One of the most important part of a text editor is having a syntax highlighting system. As such, I began looking into different implementations of how one might achieve syntax highlighting. I narrowed down how I would achieve this with either one of:
- A Lexer (Using a pre-made library or build one myself).
- An Abstract Syntax Tree (Using Tree Sitter).
In terms of a lexer, it would read the entire file, concattenated as a string and then it would start parsing from there. This means that when we make a change in our file, we would have to concattenate each row again and reparse the file, this method seems inefficient unless you are using a data structure that allows fast string concattenations such as a rope.
On the other hand, tree-sitter seems to be able to modify it’s tree efficiently without having to read the entire text file over and over again. This seems really cool
Installing Tree-Sitter in C++.
Trying to install tree sitter was quite a maze for me when I tried incorporating it into my C++ project as I was used to doing FetchContent to install it. This added with my at the time limited knowledge of CMake I ended up spending hours installing this library. Thankfully, I managed to figure things out by downloading the library and liking it using CMake.

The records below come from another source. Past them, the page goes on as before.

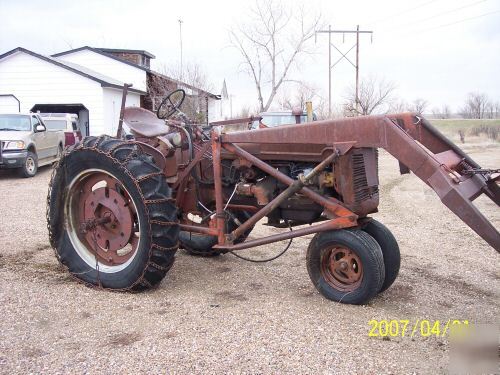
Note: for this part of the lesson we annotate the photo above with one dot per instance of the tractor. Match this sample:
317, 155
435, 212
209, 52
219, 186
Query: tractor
119, 207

In case anyone is also stuck in this process here’s what I did:
- Create a
third-party
directory and cloned the tree-sitter and tree-sitter-cpp repository there. - For each of the libaries, go into their respective directory and run
make
- Finally, add the following code into your
CMakeLists.txt
and include them into your project library.
# Add Tree-sitter library
add_library(ts-lib STATIC
third-party/tree-sitter/lib/src/lib.c
)
# Include directories for Tree-sitter
target_include_directories(ts-lib PUBLIC
third-party/tree-sitter/lib/include
third-party/tree-sitter/lib/src
)
# Add Tree-sitter C++ grammar
add_library(ts-cpp STATIC
third-party/tree-sitter-cpp/src/parser.c
third-party/tree-sitter-cpp/src/scanner.c
)
# Include directories for Tree-sitter C++ grammar
target_include_directories(ts-cpp PUBLIC
third-party/tree-sitter-cpp/src
)
Understanding Tree-Sitter.
This is my first time interacting with Tree-Sitter, the documentation helped me get a basic understanding of what’s going on.
Essentially there is a tree structure which describes the entire file, I found that the best way to learn this structure is by trying it at the playground, it’s actually very interesting with how this is structured cause then I am able to obtain interesting information such as the parent node (i.e. this variable is inside a for loop, etc.)

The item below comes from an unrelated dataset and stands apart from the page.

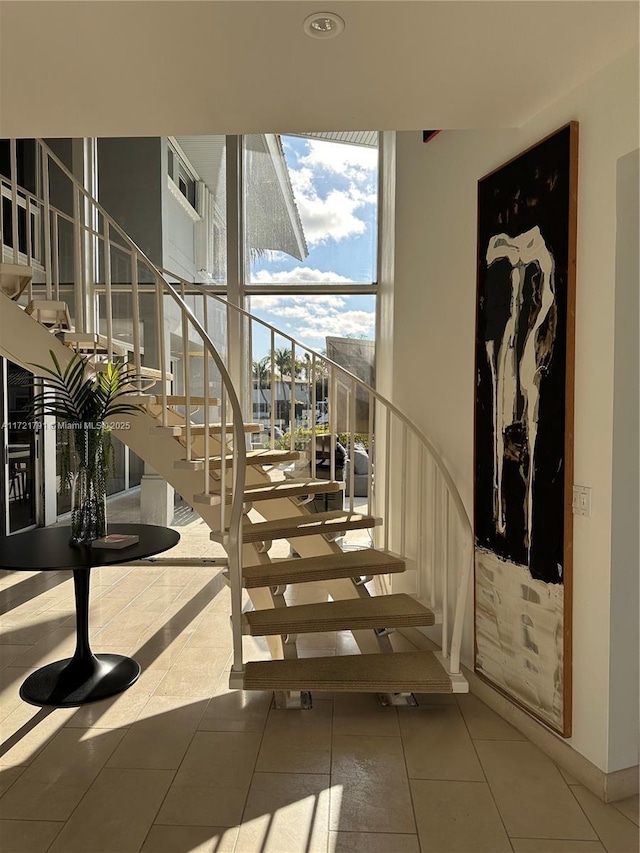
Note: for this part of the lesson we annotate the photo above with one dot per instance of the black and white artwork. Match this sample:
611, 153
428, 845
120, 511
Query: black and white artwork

From the Getting Started page, I was able to see that we can easily create an AST by feeding it the string of the source code.
Here’s how I made my AST. Really makes my life easy.
const char *source_code = docString.c_str();
uint32_t source_code_len = charCount();
tree = ts_parser_parse_string(parser, NULL, source_code, source_code_len);
TSNode root = ts_tree_root_node(tree);
So when we have an AST, it contains a lot of valuable information. In my case, I just used the node type to appropriate color the keyword:
void Document::highlightSyntax(TSNode node) {
if (ts_node_is_null(node)) return;
const char *c_node_type = ts_node_type(node);
std::string node_type(c_node_type);
TSPoint start_point = ts_node_start_point(node);
TSPoint end_point = ts_node_end_point(node);
if (node_type == "string_literal" || node_type == "system_lib_string" || node_type == "character_literal") {
std::pair<uint32_t, uint32_t> idx_pair(start_point.column, end_point.column);
highlight_item item = {idx_pair, highlight_type::String};
rows[start_point.row].add_highlight_item(item);
}
...
}
A really inefficient way of updating the tree.
So I’ve been praising tree-sitter for being efficient, and this is mainly because technically we don’t need to recreate an AST whenever we make an edit to our source code.
The trick for this is to use an existing function called ts_tree_edit
where you would pass in your tree and a TSInputEdit
which describes the edit you made.
However, I got stuck on this step as I couldn’t find an example of how this was used. As such here’s my buggy attempt of trying to use it. (pls ignore bad img quality)
So as a temporary solution, I ended up recreating the tree whenever I would make an edit. This in turn is probably a horrible decision that will bite me in the future as it is probably going to be extremely inefficient for very large source files.
Thus far, it seems like there’s still no issue with performance but it might be cause I’m not really stress testing it much. I expect I will have to revisit this issue again in the future. But for now, this duct tape solution shall live in the codebase until I decide to revisit it again.